Prior to Staples, Fund worked at Procter and Gamble where he led the global expansion of the Gillette Fusion product, which reached $1 billion in net sales faster than any brand in P&G's history. Earlier in his career he held brand management leadership roles at the Pepsi-Cola Company.

Target
Target’s board of directors issued the following statement last week:

“Today we are announcing that, after extensive discussions, the board and Gregg Steinhafel have decided that now is the right time for new leadership at Target. Effective immediately, Gregg will step down from his positions as Chairman of the Target board of directors, president and CEO. John Mulligan, Target’s chief financial officer, has been appointed as interim president and chief executive officer. Roxanne S. Austin, a current member of Target’s board of directors, has been appointed as interim non-executive chair of the board. Both will serve in their roles until permanent replacements are named. We have asked Gregg Steinhafel to serve in an advisory capacity during this transition and he has graciously agreed."
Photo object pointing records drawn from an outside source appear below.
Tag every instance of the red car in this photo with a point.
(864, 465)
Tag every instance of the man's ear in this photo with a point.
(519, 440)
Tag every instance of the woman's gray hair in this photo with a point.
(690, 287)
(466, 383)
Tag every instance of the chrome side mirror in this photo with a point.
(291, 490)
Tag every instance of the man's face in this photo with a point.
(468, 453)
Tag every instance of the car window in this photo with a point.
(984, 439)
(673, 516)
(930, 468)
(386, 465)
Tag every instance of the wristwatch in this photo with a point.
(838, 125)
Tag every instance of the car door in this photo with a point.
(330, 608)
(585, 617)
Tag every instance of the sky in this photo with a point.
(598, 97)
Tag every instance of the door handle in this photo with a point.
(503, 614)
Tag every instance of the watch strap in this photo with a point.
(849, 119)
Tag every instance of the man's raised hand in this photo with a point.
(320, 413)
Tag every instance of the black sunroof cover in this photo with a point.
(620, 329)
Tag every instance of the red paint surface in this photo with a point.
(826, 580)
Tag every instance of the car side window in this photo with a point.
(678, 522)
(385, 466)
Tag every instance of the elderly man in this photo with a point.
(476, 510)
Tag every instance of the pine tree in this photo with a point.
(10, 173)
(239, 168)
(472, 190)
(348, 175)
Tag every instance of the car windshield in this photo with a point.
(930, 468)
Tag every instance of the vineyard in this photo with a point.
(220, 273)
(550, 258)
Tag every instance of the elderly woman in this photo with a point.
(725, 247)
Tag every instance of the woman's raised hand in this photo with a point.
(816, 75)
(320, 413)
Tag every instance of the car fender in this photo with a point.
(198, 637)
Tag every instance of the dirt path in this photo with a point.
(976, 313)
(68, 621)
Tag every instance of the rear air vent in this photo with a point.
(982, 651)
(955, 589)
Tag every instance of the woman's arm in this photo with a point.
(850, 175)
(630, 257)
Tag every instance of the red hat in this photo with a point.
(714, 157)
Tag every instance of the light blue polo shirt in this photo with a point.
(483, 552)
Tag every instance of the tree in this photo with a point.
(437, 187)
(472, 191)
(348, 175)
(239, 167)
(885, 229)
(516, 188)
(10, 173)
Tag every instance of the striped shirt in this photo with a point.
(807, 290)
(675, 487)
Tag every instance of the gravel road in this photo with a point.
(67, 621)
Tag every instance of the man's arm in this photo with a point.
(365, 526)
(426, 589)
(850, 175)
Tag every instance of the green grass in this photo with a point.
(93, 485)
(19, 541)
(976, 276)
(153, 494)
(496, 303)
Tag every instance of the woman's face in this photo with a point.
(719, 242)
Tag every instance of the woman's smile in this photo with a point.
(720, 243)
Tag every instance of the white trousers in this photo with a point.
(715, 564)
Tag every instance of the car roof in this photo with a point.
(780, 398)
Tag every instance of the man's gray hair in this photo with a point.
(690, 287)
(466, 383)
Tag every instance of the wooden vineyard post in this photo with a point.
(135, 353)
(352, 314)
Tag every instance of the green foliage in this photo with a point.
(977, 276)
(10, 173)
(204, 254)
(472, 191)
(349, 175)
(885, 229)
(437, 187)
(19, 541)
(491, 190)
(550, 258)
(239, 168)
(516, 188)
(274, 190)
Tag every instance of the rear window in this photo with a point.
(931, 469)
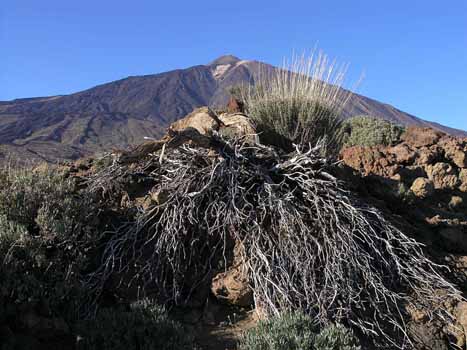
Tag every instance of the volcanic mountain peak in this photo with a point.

The board is deeply grateful to Gregg for his significant contributions and outstanding service throughout his notable 35-year career with the company. We believe his passion for the team and relentless focus on the guests have established Target as a leader in the retail industry. Gregg has created a culture that fosters innovation and supports the development of new ideas. Under his leadership, the company has not only enhanced its ability to execute, but has broadened its strategic horizons. He also led the company through unprecedented challenges, navigating the financial recession, reacting to challenges with Target’s expansion into Canada, and successfully defending the company through a high-profile proxy battle.
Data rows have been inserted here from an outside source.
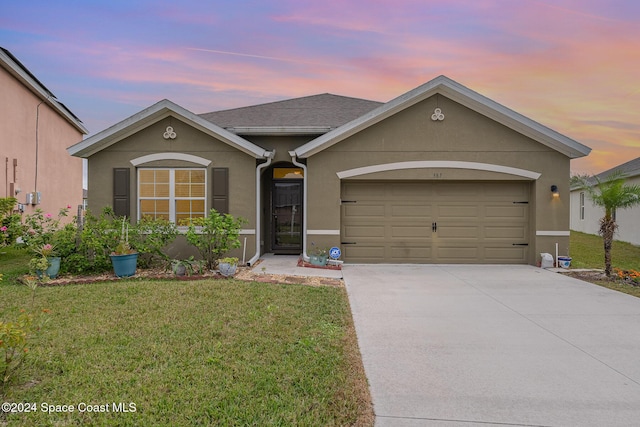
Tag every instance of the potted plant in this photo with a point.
(319, 256)
(124, 258)
(186, 267)
(47, 263)
(181, 267)
(228, 266)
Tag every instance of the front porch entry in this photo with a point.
(282, 197)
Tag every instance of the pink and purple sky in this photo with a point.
(572, 65)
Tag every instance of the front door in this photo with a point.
(286, 216)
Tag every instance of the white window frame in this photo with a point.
(172, 197)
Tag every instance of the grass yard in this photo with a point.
(587, 252)
(214, 352)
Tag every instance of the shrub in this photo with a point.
(151, 237)
(10, 224)
(214, 235)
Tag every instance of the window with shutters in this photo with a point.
(172, 194)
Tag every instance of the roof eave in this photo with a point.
(22, 74)
(279, 130)
(153, 114)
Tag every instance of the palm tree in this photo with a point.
(611, 193)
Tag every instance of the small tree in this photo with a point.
(214, 235)
(611, 193)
Most recently, Gregg led the response to Target’s 2013 data breach. He held himself personally accountable and pledged that Target would emerge a better company. We are grateful to him for his tireless leadership and will always consider him a member of the Target family.

The board will continue to be actively engaged with the leadership team to drive Target’s future success and will manage the transition. In addition to the appointments of the exceptional leaders noted above, we have also retained Korn Ferry to advise the board on a comprehensive CEO search.
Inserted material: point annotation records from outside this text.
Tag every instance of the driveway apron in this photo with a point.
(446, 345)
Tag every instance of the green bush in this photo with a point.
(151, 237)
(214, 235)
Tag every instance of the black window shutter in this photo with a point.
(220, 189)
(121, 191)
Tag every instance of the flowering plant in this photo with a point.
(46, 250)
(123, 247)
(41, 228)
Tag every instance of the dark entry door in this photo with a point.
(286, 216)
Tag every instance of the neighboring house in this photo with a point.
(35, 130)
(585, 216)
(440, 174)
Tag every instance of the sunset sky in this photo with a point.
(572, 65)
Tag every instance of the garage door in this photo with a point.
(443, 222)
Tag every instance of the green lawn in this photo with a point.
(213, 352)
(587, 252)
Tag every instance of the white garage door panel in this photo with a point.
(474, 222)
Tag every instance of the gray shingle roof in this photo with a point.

The board is confident in the future of this company and views this transition as an opportunity to drive Target’s business forward and accelerate the company’s transformation efforts.” 

AnyPresence
AnyPresence, a cloud-based, enterprise mobile development platform provider, was named a "Cool Vendor in PaaS, 2014” by Gartner Inc. The report identifies four innovative vendors and highlights some of the many ways in which PaaS companies have impacted the industry in the past year. AnyPresence was evaluated along with other candidates based on the analysis provided by Gartner Research.

Specific to current trends in mobile application development, AnyPresence is a part of the “transition from the monolithic server-based middleware approach historically associated with enterprise focused mobile application development platforms (MADPs) to an incremental, pay-as-you-go cloud-hosted model introduced by mBaaS.” Gartner Analyst Richard Marshall also notes that “Pure-play mBaaS providers have typically focused on individual developers or startups in the consumer application market, and have lacked the capabilities required to support enterprise use.”